Apesar disso, a reunião parece ter acalmado um pouco os governadores. Flávio Dino, do Maranhão, saiu mais otimista: “Antes havia trevas absoluto, hoje nós temos uma referência pelo menos para cobrar e nos planejar. Vamos torcer e trabalhar juntos tanto quanto possível pra que isso seja executado. (…) A esperança é muito forte, porque nós estamos num quadro dramático, e o ministro assumiu compromissos por escrito”, disse à CNN.

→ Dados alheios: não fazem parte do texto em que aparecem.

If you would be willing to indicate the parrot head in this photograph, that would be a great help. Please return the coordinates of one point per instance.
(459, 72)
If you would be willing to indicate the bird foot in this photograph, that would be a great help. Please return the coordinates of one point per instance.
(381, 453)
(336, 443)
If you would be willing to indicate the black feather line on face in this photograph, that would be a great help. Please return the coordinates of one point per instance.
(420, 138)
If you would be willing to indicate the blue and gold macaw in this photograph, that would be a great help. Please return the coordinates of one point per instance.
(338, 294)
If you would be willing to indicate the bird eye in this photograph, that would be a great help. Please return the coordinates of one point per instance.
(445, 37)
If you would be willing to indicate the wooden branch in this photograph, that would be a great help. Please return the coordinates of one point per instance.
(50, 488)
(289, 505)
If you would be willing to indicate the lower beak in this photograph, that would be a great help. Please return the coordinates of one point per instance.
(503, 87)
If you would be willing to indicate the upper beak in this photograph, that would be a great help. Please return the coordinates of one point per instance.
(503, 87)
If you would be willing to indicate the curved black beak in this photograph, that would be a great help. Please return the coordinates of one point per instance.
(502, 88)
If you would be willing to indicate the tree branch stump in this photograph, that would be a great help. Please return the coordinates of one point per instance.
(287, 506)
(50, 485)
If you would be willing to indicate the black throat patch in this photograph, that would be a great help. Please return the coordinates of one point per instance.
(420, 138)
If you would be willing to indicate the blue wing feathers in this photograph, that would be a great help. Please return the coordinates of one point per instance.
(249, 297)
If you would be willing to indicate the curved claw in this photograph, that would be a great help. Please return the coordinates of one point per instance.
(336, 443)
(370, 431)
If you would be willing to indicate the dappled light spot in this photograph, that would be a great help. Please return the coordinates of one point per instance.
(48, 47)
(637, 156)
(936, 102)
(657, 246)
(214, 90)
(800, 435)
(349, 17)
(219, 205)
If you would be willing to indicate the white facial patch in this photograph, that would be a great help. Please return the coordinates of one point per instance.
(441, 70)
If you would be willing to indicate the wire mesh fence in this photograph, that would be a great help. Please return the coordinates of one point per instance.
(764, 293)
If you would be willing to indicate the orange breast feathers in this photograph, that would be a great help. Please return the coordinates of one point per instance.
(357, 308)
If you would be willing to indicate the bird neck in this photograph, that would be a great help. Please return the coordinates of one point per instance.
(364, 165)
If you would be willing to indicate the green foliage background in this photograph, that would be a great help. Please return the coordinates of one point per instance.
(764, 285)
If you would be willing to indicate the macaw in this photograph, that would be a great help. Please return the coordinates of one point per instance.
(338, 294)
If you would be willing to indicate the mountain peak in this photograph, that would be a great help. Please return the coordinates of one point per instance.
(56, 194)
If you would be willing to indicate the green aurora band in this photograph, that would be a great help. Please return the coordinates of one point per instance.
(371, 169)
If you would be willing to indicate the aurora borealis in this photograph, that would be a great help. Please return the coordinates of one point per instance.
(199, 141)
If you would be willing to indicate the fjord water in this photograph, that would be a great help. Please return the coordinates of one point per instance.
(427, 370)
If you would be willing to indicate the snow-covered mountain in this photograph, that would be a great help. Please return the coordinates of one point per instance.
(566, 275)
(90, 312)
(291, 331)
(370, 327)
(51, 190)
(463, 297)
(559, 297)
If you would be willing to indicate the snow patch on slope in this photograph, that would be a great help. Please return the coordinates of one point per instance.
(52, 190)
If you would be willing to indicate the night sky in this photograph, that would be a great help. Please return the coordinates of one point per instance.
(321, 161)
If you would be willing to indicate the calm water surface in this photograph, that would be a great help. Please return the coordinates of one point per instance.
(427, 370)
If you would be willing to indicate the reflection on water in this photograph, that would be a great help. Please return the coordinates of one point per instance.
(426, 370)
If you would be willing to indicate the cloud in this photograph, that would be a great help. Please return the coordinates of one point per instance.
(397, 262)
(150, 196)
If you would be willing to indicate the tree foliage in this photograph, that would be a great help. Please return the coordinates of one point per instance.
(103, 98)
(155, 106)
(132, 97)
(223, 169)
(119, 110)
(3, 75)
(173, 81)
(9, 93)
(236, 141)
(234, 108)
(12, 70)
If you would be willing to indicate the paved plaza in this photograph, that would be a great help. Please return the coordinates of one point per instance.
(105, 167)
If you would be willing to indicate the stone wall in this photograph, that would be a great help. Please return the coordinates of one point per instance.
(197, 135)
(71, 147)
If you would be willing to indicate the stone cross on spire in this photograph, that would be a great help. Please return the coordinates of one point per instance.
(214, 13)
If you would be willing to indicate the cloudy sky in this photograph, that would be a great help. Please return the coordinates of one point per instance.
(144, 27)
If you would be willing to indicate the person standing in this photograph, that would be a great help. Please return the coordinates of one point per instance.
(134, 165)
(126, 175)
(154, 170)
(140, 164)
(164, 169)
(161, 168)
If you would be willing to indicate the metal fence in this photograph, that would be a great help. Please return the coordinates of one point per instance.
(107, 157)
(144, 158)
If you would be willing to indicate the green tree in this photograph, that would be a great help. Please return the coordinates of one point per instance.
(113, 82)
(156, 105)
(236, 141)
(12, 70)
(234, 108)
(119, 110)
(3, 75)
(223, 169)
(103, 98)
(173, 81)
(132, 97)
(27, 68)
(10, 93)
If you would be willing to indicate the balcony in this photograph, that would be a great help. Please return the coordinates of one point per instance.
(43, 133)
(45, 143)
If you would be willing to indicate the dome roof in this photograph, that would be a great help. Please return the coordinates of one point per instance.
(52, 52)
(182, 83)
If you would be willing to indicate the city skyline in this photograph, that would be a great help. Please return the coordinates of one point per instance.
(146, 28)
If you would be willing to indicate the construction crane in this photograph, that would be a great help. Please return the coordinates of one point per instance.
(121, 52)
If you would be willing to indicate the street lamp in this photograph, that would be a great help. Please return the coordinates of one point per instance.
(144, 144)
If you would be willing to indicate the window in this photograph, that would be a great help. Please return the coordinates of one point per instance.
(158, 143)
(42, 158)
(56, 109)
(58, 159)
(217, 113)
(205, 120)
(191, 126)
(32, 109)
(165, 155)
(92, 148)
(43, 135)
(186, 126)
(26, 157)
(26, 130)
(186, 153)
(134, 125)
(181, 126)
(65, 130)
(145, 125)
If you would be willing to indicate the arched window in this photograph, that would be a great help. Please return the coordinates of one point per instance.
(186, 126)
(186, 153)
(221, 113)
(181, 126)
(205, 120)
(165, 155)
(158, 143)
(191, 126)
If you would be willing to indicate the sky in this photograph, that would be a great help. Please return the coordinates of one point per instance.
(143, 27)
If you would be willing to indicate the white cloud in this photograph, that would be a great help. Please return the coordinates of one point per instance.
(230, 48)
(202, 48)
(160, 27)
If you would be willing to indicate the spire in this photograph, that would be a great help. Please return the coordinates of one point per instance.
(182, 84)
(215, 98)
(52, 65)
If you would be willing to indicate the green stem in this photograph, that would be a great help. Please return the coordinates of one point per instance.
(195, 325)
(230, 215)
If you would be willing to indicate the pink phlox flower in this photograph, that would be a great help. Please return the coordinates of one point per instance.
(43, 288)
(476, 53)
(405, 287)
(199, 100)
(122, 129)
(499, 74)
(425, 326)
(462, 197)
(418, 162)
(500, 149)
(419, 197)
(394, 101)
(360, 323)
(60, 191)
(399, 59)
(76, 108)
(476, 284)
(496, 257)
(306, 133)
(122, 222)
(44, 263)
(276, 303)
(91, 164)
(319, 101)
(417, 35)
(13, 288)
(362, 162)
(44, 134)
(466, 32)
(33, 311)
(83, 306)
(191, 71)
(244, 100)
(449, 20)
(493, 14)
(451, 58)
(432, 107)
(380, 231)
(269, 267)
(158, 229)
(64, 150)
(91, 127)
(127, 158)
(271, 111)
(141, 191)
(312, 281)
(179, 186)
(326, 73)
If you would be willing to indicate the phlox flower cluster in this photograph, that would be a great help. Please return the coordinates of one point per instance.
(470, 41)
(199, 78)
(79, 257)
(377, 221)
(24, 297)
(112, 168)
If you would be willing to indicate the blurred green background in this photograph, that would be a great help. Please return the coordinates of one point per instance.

Em tempo: Pazuello também foi cobrado em relação à habilitação e custeio de leitos de UTI pelo governo federal, que têm sido reduzidos. Ele não ofereceu nenhuma solução clara. Comprometeu-se a financiar os leitos, mas em um modelo “pós-pago” – que ficou sem explicação.
VAI COMEÇAR
Há vários meses se desenrola a polêmica sobre a realização de ensaios de “desafio humano” para avaliar vacinas contra a covid-19. Nesse tipo de teste, os voluntários recebem o imunizante ou o placebo e, em seguida, são expostos propositalmente ao vírus em um ambiente controlado. Isso torna tudo mais rápido, porque não é preciso esperar as pessoas voltarem para casa e eventualmente se infectarem. Mas também mais perigoso, porque todos os participantes entram necessariamente em contato com o patógeno.
Ontem o Reino Unido anunciou a permissão para que esse tipo de ensaio seja conduzido no país. No mês que vem vai acontecer o primeiro experimento, com 90 voluntários saudáveis de 18 a 30 anos. Nesse momento não será testada nenhuma vacina. Todos eles vão ser expostos a uma quantidade pequena do vírus, para os cientistas observarem qual a menor quantidade necessária de SARS-CoV-2 para infectar um indivíduo. Eles também vão ver como o organismo reage e o que afeta a transmissão.
NOVOS TESTES
O presidente do Instituto Butantan, Dimas Covas, disse ontem que a CoronaVac funciona contra duas das novas variantes do coronavírus. “Nós já testamos lá na China essa vacina contra a variante inglesa e contra a variante sul-africana, com bons resultados. Agora nós estamos testando aqui no Butantan contra essa variante de Manaus”, afirmou, sem no entanto dar muitos detalhes. Temos a impressão de que deve se tratar de testes conduzidos em laboratório; se a notícia se confirmar, é ótima.
Foi também com base em experimentos de laboratório que pesquisadores anunciaram ontem a perda de potência da vacina da Pfizer/BioNTech frente à variante identificada na África do Sul. Houve queda bem significativa, de dois terços, no poder de neutralização dos anticorpos.
Esse tipo de ensaio indica como os anticorpos reagem ao vírus, mas só por meio deles não dá para dizer o quanto uma vacina pode proteger pessoas reais.
PRIMEIRA MORTE
Pela primeira vez, foi registrada no Brasil a morte de um paciente que voltou a testar positivo para o SARS-CoV-2 depois de já ter sido diagnosticado um mês antes. Não dá para dizer que tenha sido uma reinfecção porque, no primeiro teste, não houve sequenciamento genômico da amostra, então pode ter sido uma única infecção prolongada que voltou a gerar sintomas.